A la mañana siguiente, tuvo que luchar más que nunca para lavarla y vestirla. A veces sólo sujetándola por la nuca podía impedir que se marchara. Al fin consiguió su objetivo y el animal fue lavado, cepillado, perfumado y vestido, aunque para mayor satisfacción del marido que de la esposa, puesto que miraba con disgusto su chaqueta de seda.

De todos modos, durante el desayuno ella se comportó bien, por más que engullera su comida con un poco de prisa. Entonces empezaron las dificultades del marido, porque ella quería salir, pero como él tenía trabajo que hacer, no se lo permitió. Le llevó libros ilustrados para que se distrajera, pero ella no los quiso y se instaló junto a la puerta, arañándola con las garras hasta que hizo saltar la pintura.

Primero intentó él adularla y lisonjearla, le dio cartas para que hiciera solitarios, etc., pero, al observar que nada la apartaba de sus ansias de salir, empezó a irritarse y le dijo llanamente que tenía que obedecerle y que él era de natural tan obstinado como ella. Pero ella no prestó atención alguna a sus palabras y cada vez arañaba con más fuerza.

Dejó que siguiera haciéndolo hasta el almuerzo: entonces la zorra se negó a sentarse y a comer del plato. Primero quiso subirse a la mesa y, cuando él se lo impidió, cogió su comida y la devoró debajo de la mesa. Hizo oídos sordos a todos los reproches, de manera que ambos concluyeron el almuerzo habiendo comido poco, porque él se negaba a darle más comida si no se sentaba a la mesa y la contrariedad le había quitado su propio apetito. Por la tarde la sacó al jardín para que se aireara.

No simuló esta vez ella que disfrutaba de las primeras campanillas blancas o de la vista desde la terraza. No: sólo tenía ojos para los patos y se lanzó en pos de ellos antes de que él pudiera detenerla. Por suerte todos estaban nadando cuando ella llegó, porque, como sea que un arroyo desembocaba en el estanque por el otro lado, allí no se había helado.

Cuando él hubo llegado al estanque, ella corrió por encima del hielo, que apenas podía soportar su peso, y, por más que él la llamó y le suplicó que regresara, ella no le hizo caso, sino que siguió saltando y acercándose a los patos todo lo posible, aunque cuidando de no aventurarse por donde el hielo era más delgado.

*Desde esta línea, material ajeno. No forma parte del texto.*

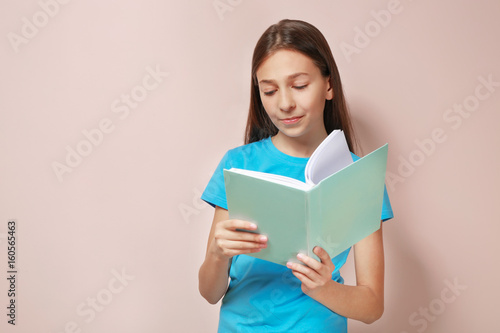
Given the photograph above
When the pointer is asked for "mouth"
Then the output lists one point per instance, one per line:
(291, 120)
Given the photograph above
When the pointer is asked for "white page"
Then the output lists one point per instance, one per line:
(278, 179)
(331, 156)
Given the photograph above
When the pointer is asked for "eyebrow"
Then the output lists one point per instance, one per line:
(293, 76)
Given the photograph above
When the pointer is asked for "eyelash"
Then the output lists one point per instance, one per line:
(270, 93)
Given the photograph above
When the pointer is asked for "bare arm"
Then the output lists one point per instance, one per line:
(365, 301)
(224, 242)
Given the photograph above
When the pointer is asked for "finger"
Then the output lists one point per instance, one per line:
(324, 256)
(307, 271)
(239, 224)
(239, 245)
(236, 231)
(311, 262)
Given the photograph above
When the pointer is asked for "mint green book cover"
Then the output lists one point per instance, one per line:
(335, 214)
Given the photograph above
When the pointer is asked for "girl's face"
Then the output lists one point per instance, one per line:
(293, 93)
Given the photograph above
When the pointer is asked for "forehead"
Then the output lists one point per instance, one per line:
(283, 64)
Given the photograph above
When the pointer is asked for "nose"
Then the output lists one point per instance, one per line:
(286, 101)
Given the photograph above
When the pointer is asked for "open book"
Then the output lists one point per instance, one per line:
(339, 204)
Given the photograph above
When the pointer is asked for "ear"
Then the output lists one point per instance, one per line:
(329, 91)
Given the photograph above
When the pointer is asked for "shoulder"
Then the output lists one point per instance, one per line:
(247, 152)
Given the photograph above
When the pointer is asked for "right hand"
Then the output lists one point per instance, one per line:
(229, 242)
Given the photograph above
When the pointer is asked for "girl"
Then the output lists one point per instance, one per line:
(296, 101)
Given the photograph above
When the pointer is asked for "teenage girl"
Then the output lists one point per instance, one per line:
(296, 101)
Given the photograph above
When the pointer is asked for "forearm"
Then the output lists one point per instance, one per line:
(355, 302)
(213, 277)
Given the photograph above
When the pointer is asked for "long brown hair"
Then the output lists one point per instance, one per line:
(302, 37)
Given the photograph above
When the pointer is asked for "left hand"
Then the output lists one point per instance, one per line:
(314, 275)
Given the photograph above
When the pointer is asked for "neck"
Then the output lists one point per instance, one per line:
(302, 146)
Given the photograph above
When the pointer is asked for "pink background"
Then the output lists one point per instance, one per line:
(131, 206)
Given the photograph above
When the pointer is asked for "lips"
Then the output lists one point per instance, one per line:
(291, 120)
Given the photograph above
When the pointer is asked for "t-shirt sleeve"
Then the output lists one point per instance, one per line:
(387, 213)
(215, 192)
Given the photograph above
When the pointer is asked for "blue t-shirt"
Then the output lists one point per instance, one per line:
(263, 296)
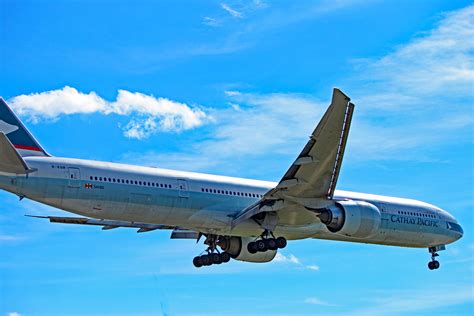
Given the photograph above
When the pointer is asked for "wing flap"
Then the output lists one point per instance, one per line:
(106, 224)
(312, 177)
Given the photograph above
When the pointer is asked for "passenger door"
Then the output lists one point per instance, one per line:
(74, 176)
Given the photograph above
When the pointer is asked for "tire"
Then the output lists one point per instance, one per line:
(252, 247)
(216, 258)
(271, 244)
(206, 260)
(261, 245)
(225, 257)
(281, 242)
(197, 262)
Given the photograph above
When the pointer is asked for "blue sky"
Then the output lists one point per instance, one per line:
(235, 88)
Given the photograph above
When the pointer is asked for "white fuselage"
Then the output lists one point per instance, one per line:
(206, 203)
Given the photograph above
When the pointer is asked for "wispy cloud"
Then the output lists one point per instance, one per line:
(10, 238)
(286, 259)
(231, 11)
(149, 114)
(316, 301)
(292, 259)
(437, 62)
(211, 21)
(420, 300)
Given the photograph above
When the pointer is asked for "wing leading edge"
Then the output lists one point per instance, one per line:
(314, 173)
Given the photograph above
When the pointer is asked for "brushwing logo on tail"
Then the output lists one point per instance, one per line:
(7, 128)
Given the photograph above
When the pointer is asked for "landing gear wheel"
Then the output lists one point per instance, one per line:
(430, 265)
(206, 260)
(261, 246)
(252, 247)
(197, 262)
(225, 257)
(281, 242)
(433, 265)
(271, 244)
(215, 258)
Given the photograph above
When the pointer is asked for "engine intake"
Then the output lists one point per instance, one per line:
(352, 218)
(236, 247)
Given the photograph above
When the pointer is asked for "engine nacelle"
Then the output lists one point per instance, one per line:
(352, 218)
(237, 248)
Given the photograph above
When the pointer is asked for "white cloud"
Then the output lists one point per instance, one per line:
(152, 113)
(286, 259)
(313, 267)
(421, 300)
(315, 301)
(211, 21)
(231, 11)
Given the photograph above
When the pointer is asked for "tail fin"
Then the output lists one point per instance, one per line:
(17, 134)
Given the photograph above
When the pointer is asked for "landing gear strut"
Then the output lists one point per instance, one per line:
(434, 264)
(266, 243)
(212, 256)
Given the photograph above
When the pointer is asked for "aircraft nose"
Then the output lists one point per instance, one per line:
(456, 229)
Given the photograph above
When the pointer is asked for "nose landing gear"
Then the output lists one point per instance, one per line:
(212, 256)
(434, 264)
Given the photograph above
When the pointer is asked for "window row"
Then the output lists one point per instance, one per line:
(136, 182)
(227, 192)
(416, 214)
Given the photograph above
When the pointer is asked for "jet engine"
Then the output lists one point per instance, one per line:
(236, 247)
(352, 218)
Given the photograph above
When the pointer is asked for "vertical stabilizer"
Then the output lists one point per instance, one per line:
(17, 134)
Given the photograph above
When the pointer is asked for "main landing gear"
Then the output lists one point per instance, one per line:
(434, 264)
(212, 256)
(266, 243)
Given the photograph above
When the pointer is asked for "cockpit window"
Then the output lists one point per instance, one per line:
(455, 227)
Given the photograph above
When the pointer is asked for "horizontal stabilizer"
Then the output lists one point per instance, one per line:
(10, 159)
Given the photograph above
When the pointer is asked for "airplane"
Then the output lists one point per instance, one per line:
(240, 219)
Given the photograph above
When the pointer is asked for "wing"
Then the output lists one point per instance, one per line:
(178, 233)
(10, 159)
(313, 175)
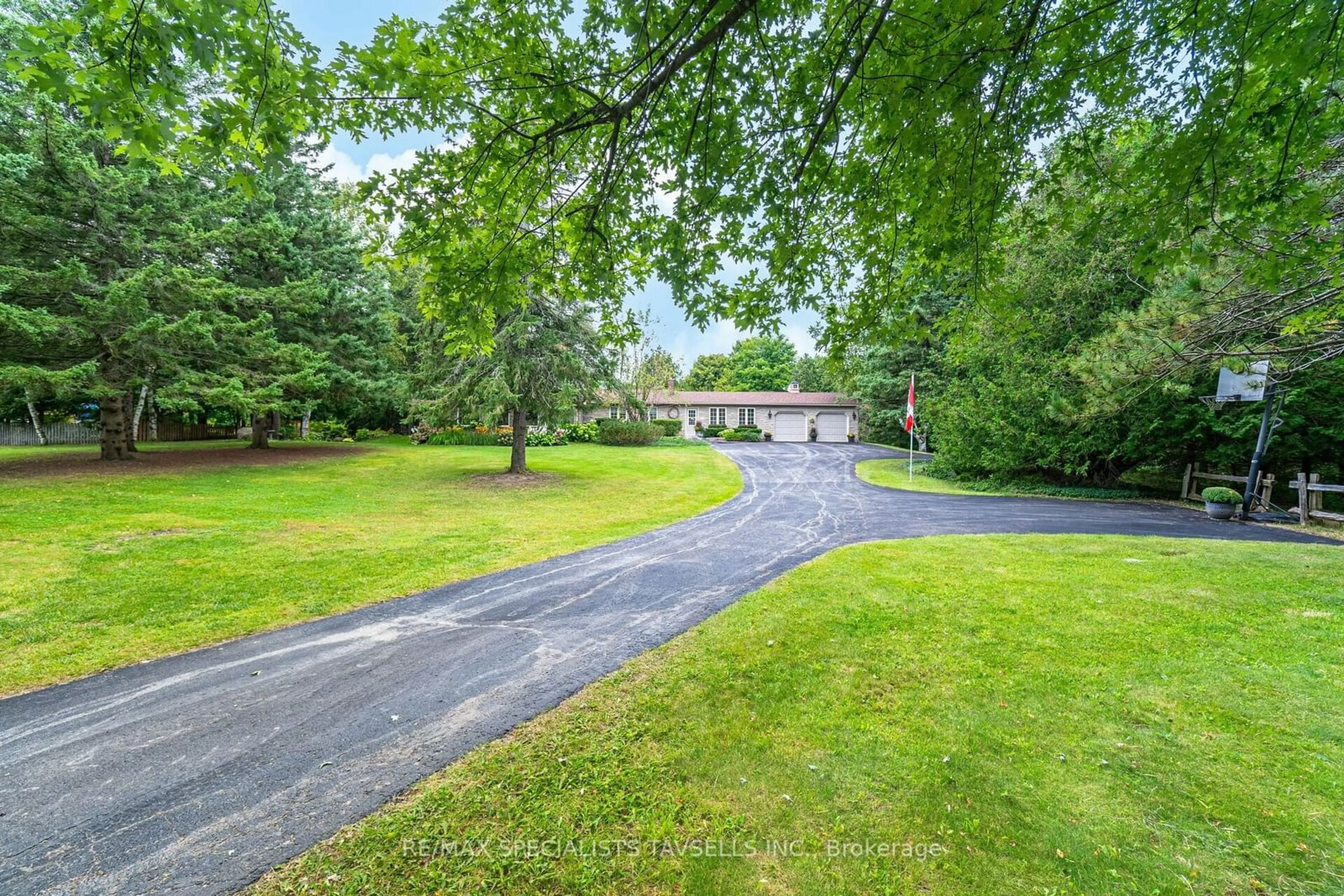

Luego el animal se dio la vuelta y empezó a arrancarse los vestidos; por último, a fuerza de morder se quitó su chaquetita y con la boca la metió en un agujero del hielo que él no podía alcanzar. Entonces la zorra empezó a correr de un lado a otro, completamente desnuda, sin dirigir ni una mirada a su pobre marido, que permanecía en la orilla en silencio, lleno de desesperación y de terror. Allí lo tuvo la mayor parte de la tarde, hasta dejarlo aterido de frío y cansado de tanto observarla. El señor Tebrick, reflexionando acerca de cómo se había descuidado y resistido por la mañana a ser vestida, acabó por pensar que tal vez era demasiado estricto con ella y que si le dejaba salirse con la suya, quizá conseguirían ser felices juntos, aunque ella comiera del suelo.

De manera que la llamó:

—Silvia, ven, sé buena. No llevarás más vestidos, si no quieres, ni tendrás que sentarte a la mesa, te lo prometo. Harás lo que quieras, con tal de que me obedezcas en una sola cosa: te quedarás conmigo y no saldrás sola, porque es muy peligroso. Si te encontraras con un perro, te mataría.